La profecía del amor.

Capítulo 17.

Ángel.

—Conde Algart.

Hice una reverencia ante la reina.

—Su majestad.

—Te pareces tanto a él.

—Me lo dicen muy a menudo, majestad.

—La buenas nuevas que tienes para darme es que te vas a casar, ¿verdad?

—Sí, señora.

La reina negó.

—¿Por qué no me llamas abuela?

—No es momento, su majestad.

—¿Por qué?

—No la conozco.

Esas palabras causaron que los ojos de la reina se cesitalizaran.

—Me lo gane, este es mi pago por despreciar a mi hija a tal punto de despojarla de su título como dama de essex. Le hice la vida imposible y no conforme con eso no la ayude a buscarte cuando te secuestraron. No merezco tener tu afecto, hijo.

—Su majestad… -inquirió uno de sus guardias de confianza. —Si el conde la esta incomodando, solo dígalo.

—La que incomoda soy yo. Yo soy el problema. He dirigido este país por más de cincuenta años, he hecho grandes proezas por mi pueblo, pero nunca hice nada por mi familia. Fui una tirana con mi propia hija al despreciar el hombre que amaba con todo su corazón, le destruí la vida a mi Constance.

—Majestad, todavía está a tiempo de redimirse.

—¿Cómo puedo hacerlo si ella no esta en este mundo?

—Quizas ellos ya no esten con nosotros, pero aquí estamos Clere y yo.

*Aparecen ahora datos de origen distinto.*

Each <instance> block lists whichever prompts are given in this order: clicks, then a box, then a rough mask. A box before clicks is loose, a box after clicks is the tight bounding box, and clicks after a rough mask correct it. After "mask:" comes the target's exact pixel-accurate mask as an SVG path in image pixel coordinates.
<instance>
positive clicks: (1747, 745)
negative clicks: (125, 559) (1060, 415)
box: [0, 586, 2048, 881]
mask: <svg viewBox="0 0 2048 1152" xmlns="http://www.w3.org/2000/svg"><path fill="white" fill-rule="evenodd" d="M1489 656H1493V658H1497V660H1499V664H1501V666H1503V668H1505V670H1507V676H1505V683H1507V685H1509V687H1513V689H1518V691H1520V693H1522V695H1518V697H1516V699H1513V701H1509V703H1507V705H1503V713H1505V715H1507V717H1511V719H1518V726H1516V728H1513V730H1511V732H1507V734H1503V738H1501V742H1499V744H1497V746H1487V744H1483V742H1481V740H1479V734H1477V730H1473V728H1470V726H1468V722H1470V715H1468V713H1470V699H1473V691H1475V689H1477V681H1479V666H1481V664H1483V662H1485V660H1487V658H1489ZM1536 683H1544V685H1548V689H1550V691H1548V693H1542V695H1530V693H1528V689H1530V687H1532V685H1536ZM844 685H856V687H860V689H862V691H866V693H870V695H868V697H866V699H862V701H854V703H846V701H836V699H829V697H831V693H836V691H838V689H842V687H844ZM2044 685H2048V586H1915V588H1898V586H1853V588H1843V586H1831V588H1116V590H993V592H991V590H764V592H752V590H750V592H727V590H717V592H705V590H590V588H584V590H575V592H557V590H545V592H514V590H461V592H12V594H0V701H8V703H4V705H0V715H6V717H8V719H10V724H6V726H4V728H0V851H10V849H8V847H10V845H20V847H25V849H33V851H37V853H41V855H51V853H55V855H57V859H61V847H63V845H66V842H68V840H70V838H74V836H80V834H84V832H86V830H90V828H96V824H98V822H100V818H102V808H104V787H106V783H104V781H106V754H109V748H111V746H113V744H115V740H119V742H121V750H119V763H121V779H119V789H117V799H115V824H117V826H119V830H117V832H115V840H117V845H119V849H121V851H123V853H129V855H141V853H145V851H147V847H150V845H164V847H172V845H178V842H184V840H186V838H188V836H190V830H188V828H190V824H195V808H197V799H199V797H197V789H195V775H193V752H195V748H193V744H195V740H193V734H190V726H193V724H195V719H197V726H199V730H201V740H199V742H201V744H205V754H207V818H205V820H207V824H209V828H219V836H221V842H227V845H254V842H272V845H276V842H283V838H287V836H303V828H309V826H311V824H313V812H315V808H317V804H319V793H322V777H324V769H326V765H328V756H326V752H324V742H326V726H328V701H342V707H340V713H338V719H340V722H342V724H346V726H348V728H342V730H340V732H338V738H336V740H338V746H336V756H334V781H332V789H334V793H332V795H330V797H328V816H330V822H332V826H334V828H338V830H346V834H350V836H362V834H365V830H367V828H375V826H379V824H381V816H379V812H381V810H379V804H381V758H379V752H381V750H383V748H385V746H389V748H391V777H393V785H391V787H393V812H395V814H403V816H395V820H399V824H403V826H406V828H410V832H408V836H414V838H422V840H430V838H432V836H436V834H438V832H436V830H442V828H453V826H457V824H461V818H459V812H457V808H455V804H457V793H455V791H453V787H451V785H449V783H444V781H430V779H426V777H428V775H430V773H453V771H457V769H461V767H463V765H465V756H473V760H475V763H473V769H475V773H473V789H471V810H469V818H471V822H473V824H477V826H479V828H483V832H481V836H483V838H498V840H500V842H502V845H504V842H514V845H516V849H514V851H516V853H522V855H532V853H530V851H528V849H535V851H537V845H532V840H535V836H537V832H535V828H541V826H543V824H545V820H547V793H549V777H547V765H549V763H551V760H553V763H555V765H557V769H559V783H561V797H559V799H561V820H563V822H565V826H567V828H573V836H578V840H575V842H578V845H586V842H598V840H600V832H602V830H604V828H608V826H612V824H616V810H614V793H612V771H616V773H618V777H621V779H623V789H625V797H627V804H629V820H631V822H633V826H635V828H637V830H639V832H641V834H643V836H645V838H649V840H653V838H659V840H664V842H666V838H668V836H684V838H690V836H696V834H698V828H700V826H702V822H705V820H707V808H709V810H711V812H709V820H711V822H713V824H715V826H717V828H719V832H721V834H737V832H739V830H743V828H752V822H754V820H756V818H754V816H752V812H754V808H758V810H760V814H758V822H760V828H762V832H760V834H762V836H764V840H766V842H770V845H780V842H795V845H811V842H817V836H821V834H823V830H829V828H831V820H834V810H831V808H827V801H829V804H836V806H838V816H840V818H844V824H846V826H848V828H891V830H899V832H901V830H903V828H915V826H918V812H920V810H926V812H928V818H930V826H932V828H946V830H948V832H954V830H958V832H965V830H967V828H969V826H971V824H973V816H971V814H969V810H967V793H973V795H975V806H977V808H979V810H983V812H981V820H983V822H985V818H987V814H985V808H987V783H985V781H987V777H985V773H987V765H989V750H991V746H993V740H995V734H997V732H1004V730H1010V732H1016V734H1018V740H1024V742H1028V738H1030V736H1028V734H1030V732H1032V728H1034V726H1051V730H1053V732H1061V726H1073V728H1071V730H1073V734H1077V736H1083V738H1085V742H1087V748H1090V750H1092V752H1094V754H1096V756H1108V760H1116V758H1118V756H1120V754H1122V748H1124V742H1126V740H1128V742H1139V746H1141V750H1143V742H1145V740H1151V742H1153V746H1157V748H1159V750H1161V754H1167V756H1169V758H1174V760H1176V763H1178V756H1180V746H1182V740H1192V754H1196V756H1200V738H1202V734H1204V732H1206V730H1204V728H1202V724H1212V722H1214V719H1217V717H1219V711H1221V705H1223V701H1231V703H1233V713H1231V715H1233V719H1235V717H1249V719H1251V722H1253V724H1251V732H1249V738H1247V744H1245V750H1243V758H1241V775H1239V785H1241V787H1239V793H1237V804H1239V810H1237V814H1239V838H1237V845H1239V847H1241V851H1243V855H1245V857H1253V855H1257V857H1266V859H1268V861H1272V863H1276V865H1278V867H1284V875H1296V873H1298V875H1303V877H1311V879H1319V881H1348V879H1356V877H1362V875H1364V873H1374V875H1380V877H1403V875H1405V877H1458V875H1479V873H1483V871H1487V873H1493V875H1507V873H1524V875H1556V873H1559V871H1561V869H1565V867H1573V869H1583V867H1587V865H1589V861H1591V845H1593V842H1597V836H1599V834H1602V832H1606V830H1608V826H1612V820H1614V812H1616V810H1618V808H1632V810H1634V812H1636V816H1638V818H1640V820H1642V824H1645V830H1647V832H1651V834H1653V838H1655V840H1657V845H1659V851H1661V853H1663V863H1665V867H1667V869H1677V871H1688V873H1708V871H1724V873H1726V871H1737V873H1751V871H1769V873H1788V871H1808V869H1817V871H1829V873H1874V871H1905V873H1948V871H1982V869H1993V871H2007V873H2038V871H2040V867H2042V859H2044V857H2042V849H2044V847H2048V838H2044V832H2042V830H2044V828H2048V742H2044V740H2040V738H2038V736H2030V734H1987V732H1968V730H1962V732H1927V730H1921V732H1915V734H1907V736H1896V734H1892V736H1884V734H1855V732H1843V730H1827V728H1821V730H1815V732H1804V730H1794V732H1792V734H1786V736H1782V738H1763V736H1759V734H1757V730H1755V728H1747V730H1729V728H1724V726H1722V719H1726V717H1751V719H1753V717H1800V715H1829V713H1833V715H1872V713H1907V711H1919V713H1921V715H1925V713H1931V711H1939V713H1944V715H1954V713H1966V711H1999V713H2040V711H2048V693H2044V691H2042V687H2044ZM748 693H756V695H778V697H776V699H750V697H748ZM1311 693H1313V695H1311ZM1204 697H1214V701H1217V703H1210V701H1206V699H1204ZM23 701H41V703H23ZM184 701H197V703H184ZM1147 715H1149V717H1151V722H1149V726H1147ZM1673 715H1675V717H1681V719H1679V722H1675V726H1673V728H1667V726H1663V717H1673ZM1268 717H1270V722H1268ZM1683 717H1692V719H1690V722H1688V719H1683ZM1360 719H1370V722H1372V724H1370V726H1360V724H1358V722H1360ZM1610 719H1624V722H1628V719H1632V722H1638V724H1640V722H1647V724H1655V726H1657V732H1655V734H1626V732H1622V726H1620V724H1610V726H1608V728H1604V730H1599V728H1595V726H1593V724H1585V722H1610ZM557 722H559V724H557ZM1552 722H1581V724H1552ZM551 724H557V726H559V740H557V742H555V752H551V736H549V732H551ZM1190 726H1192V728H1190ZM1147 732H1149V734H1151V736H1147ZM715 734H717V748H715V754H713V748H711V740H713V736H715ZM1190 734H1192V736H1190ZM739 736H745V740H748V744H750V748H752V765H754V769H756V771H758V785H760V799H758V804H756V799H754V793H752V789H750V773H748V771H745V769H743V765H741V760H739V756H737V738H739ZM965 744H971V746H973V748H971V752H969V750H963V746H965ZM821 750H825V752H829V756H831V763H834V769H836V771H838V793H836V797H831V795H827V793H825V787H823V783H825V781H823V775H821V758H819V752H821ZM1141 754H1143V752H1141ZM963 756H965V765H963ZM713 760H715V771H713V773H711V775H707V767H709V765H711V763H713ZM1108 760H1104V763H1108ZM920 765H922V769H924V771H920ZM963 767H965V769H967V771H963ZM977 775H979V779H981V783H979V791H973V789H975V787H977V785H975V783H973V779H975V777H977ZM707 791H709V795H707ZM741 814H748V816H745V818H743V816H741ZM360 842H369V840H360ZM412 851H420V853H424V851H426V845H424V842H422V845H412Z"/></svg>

Los ojos de la reina brillaron.

—¿Ella se llama Clere?

—Sí, y es una mujer más hermosa idéntica a usted.

—¿Se parece a mi?

Saque una foto de mi bolsillo y se la entregué. La reina coloco sus ojos en la fotografía.

—Mi Constance. Mi niña.

—Clere es su vivo retrato, majestad. Son como dos gotas de agua.

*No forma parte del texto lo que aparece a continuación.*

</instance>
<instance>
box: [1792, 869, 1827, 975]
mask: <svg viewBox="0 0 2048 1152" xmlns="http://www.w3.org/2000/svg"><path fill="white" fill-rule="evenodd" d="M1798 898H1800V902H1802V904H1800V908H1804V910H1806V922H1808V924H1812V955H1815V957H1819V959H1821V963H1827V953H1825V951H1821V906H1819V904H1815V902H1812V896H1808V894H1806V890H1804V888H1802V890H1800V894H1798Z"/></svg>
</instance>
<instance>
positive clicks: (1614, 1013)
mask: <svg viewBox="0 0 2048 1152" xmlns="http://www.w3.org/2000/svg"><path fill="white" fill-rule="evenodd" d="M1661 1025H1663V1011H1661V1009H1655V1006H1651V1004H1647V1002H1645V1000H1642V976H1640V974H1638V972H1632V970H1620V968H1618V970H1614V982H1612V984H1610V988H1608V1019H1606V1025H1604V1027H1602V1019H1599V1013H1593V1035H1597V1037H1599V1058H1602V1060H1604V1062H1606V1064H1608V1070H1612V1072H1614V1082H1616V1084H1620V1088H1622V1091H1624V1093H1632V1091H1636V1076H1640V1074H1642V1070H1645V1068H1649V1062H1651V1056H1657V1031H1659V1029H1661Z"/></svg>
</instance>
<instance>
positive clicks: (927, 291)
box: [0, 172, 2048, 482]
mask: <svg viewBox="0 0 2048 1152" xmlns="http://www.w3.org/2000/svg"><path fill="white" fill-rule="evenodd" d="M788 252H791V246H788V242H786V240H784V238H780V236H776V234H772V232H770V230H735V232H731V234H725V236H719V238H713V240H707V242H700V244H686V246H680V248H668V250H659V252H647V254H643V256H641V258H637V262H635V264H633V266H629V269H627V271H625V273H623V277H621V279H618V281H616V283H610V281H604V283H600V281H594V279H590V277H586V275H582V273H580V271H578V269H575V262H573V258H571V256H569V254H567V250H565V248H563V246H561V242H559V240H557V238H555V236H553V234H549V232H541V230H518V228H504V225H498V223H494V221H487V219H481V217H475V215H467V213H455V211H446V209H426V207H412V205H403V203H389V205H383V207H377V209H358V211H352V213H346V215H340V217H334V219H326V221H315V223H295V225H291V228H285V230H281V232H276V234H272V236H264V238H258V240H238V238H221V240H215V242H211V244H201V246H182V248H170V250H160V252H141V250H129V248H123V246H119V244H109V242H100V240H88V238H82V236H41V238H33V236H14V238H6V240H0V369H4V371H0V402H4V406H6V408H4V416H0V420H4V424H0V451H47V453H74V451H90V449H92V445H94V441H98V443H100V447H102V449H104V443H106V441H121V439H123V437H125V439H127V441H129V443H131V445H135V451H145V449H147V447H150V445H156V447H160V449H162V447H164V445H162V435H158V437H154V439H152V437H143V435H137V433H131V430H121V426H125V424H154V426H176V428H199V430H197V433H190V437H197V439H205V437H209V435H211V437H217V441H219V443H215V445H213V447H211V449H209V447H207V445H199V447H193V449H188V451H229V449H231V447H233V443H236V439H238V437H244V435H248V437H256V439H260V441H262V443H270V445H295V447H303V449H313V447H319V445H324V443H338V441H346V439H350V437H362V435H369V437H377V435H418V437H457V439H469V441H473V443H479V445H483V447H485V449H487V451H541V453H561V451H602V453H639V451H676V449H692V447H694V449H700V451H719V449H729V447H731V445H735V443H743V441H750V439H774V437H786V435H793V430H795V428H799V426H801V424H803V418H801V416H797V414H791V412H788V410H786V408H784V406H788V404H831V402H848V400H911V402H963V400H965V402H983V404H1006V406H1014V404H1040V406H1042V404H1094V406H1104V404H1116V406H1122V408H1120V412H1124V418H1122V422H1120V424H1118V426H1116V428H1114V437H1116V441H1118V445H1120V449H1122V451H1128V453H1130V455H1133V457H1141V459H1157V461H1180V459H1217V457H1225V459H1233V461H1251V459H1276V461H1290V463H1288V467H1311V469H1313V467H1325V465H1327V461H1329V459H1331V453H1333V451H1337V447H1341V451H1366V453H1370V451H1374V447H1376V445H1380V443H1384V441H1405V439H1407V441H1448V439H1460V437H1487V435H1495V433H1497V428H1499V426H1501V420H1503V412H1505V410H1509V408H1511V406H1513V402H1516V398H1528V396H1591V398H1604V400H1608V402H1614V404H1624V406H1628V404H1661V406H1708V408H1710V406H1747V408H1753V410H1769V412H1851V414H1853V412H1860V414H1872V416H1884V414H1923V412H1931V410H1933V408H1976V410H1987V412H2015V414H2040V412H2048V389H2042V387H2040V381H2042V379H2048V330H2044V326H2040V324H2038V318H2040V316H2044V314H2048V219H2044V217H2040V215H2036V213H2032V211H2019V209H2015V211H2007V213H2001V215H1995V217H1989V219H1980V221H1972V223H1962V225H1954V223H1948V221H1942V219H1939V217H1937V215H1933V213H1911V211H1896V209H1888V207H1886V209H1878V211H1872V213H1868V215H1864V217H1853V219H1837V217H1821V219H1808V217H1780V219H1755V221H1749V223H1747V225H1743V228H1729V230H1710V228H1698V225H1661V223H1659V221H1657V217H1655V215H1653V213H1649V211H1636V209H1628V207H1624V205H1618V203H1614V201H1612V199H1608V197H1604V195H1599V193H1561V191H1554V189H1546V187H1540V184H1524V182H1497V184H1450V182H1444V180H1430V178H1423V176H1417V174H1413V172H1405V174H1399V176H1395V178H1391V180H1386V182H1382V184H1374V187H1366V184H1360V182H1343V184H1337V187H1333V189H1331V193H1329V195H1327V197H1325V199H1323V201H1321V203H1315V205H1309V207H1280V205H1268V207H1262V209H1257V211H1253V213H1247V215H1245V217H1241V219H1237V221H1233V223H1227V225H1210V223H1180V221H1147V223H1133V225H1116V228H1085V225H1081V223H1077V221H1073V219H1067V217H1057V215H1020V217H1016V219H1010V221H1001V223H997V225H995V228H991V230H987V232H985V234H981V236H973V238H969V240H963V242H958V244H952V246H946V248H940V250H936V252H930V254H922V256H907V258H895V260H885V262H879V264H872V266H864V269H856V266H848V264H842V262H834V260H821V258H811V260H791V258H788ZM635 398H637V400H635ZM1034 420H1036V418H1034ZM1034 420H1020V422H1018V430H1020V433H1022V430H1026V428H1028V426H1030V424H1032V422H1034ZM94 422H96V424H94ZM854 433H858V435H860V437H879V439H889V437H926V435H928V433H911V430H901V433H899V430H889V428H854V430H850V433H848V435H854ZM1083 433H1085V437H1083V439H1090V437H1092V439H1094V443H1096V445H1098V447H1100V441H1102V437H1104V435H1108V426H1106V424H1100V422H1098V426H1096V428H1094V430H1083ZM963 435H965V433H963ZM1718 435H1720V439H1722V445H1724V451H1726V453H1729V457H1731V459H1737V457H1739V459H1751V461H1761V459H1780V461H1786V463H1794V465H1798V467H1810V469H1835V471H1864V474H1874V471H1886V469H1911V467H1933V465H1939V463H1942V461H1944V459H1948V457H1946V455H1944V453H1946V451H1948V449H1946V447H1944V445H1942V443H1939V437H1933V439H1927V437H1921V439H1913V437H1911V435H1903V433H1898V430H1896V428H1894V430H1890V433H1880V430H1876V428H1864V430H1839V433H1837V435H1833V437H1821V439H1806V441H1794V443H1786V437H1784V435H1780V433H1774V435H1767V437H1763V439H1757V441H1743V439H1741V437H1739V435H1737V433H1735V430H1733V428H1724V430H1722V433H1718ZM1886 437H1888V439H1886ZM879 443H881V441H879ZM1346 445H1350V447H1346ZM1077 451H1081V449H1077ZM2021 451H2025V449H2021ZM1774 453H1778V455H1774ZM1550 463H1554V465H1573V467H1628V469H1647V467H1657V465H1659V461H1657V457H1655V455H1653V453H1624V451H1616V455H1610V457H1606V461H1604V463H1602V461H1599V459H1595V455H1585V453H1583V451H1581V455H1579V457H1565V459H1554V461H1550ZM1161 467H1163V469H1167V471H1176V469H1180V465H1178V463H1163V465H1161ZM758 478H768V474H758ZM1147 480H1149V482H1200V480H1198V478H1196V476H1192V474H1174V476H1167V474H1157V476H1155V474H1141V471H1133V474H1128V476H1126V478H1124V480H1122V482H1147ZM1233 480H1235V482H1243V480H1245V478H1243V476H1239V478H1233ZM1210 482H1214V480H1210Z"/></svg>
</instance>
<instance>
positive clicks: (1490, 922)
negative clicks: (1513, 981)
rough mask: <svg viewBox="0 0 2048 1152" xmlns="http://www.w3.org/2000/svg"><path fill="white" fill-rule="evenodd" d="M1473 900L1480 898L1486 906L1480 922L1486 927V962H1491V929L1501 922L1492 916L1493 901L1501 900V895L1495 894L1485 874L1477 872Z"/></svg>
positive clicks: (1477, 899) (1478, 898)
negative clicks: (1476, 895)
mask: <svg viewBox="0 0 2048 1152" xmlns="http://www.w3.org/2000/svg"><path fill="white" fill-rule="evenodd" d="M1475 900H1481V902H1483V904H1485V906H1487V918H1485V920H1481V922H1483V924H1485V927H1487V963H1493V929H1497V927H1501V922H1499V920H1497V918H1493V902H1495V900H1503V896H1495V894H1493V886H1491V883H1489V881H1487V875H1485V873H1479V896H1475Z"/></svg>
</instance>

—¿Por qué no la trajiste, Ángel?

Esa pregunta desato la duda en mi, porque según lo que me cuenta Clere la reina la quiere casar con un pretencioso príncipe. Pero ahora que trato con ella puedo visualizar que ni siquiera conocía su apariencia.

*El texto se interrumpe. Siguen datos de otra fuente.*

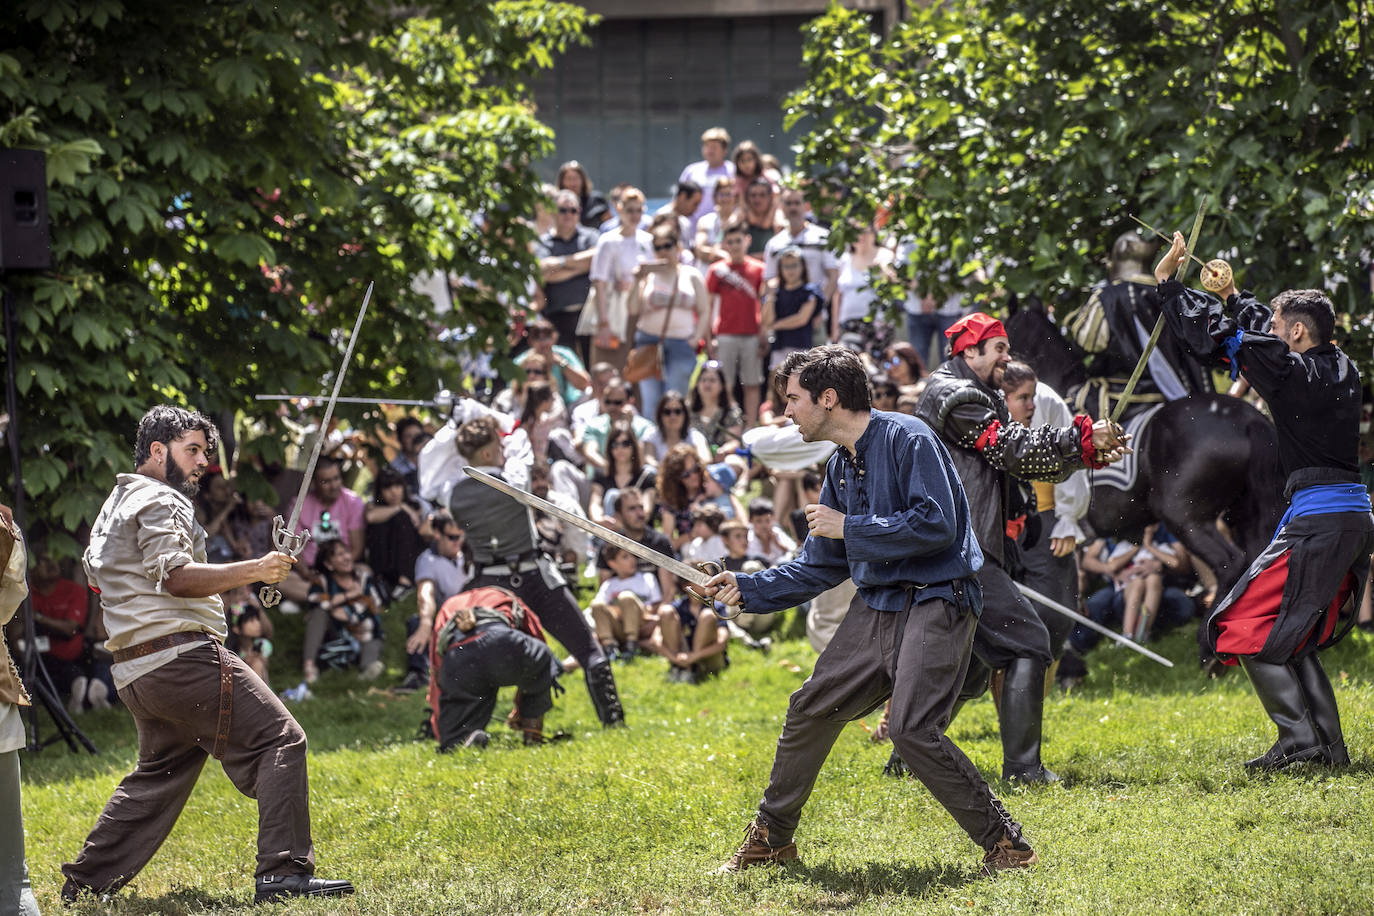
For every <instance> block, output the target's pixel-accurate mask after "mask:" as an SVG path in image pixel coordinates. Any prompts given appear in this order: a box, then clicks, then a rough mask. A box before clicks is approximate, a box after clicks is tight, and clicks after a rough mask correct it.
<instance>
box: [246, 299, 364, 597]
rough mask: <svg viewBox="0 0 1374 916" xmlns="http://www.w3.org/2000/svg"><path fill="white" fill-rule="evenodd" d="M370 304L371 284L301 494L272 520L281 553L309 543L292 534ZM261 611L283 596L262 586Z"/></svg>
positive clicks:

—Majestad, no voy a negar que vine aquí para anunciar mi pronto compromiso y para sosegar un rumor.

—¿Cuál rumor?

—Usted tenía intenciones de tomar posesión del condado Algart. Como se mencionan en aquellas tierras.

—Nunca despojaria a mis nietos de sus raíces. Una vez lo hice y terminé perdiendo a mi hija.

—Si usted no alimentos ese rumor, ¿por qué llegó una misiva de desalojó de esas tierras?

La reina abrió sus ojos como platos.

—Quien haya tomado el nombre de la reina, para hacer tal bajeza. Que se prepare, porque su destino final será la horca.

El guardián personal de la reina tragó saliva.

—Hay algo más, majestad.

—¿Qué más han dicho en mi nombre, Ángel?

—¿Es cierto que siente deseo de obligar a Clere a contraer matrimonio con el príncipe Guillermo de Austria?

—Quiero la lengua del hablador que está poniendo como la malvada en esta historia. -la reina arrugó su entrecejo. —Desde este momento designare un total de veinte guardias para que encuentren a la rata que está sembrado cizaña entre el condado y la corona. ¡Quiero la lengua de ese hablador…! ¡Tráigamela…!

Ante tal abortó de parte de la reina, el salón se llenó de guardias, todos y cada uno de ellos esperando el mandato de la soberana.

Comprobé por mis propios medios que la reina no fue la causante de mi desaparición.

Ahora tengo que resolver el misterio que ha trascendido más de veinte años.

Mi rapto del lado de mis padres no puede quedar impune.

—Ángel…

—Señora.

—Veinticinco guardias te acompañarán al condado, quiero que hagan turno de día y de noche para proteger a la joyas de la corona. Si uno de ellos falla en su misión habrá traicionado a su reina, a su gente.

Esa disposición de la reina, me vino como anillo al dedo, porque deseo con todo mi corazón resolver el misterio que envuelve mi vida.

—Como usted ordene, majestad.

—Angel Algart De Betford, serás colocado en la línea de sucesión al trono. Deras el tercero en heredar el trono.

—Majestad.

—No me contradigas, Ángel.

—Entonces no hay nada más que agregar.

—Traeme al culpable, hijo. Porque le dare su merecido castigo, la furia de la reina caerá sobre él.

Asentí. Y posteriormente hice una reverencia.

—Como usted ordene, majestad.

(***)

El viaje de regreso al condado ha sido más cansado de lo que pensaba.